Commissioner Kihinga decried increasing cases of lost passports under negligent circumstances,...
saying the documents’ replacement was unnecessary huge burden to the government.
“The passport is the travel document whose purposes are served only when the holder is travelling outside the country. But, unfortunately, people now use passports as identification credentials in various businesses within the country. This is wrong,” he affirmed.
He said investigations have revealed that majority people reporting the loss of their passports to the department had the tendency of carrying the documents with them wherever they went in their daily movements within the country.

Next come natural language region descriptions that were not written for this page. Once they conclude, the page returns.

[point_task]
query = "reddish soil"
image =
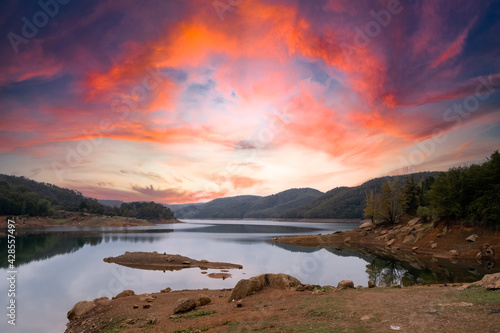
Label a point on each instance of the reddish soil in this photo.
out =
(164, 261)
(435, 308)
(414, 237)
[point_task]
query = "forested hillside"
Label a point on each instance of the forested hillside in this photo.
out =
(468, 194)
(248, 206)
(23, 196)
(346, 202)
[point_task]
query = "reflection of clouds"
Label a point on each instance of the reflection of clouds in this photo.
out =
(49, 288)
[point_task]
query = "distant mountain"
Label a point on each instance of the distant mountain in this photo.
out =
(247, 206)
(110, 203)
(346, 202)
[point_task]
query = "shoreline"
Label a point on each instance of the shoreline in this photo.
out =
(435, 308)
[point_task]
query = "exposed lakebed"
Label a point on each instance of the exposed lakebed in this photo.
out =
(58, 267)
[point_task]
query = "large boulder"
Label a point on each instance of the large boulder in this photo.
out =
(345, 284)
(489, 281)
(80, 308)
(125, 293)
(184, 305)
(249, 286)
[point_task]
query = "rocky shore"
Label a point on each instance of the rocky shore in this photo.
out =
(164, 261)
(280, 303)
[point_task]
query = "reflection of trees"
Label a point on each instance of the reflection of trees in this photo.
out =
(384, 272)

“Just imagine, one reporting the loss of the passport and upon inquiries on the circumstances under which the document went missing, he claims to have learnt of the loss after arriving at Kariakoo from his Mbagala home,” exemplified Mr Kihinga.
Apart from using it as the travel document, the passport can be used as an ID only when the holder is outside the country, he said.
The commissioner discouraged the keeping of passports in car drawers for motorists and in handbags for women, saying the tendency increases the chances of losing it, saying should the department establish that the document was negligently lost, it will decline the request for replacement.
Mr Kihinga refuted reports that the department had run out of books to print the travel documents. “I can confidently assure the public that we have enough passport books, whatever is said outside there is mere hearsay,” he insisted.
The commissioner admitted that sometimes the department can take time to conduct due diligence on the document applicant, saying: “If they fail getting the documents within the time frame, they start speculating, sometimes claiming that we have run out of passport books.”
He told passport applicants to understand that though every Tanzanian had a right to acquire a passport, the department had prerogative mandate to offer or reject it to an individual, subject to some reasons, including criminal records and travel motives.
The commissioner also warned applicants against using middlemen in processing their passport applications.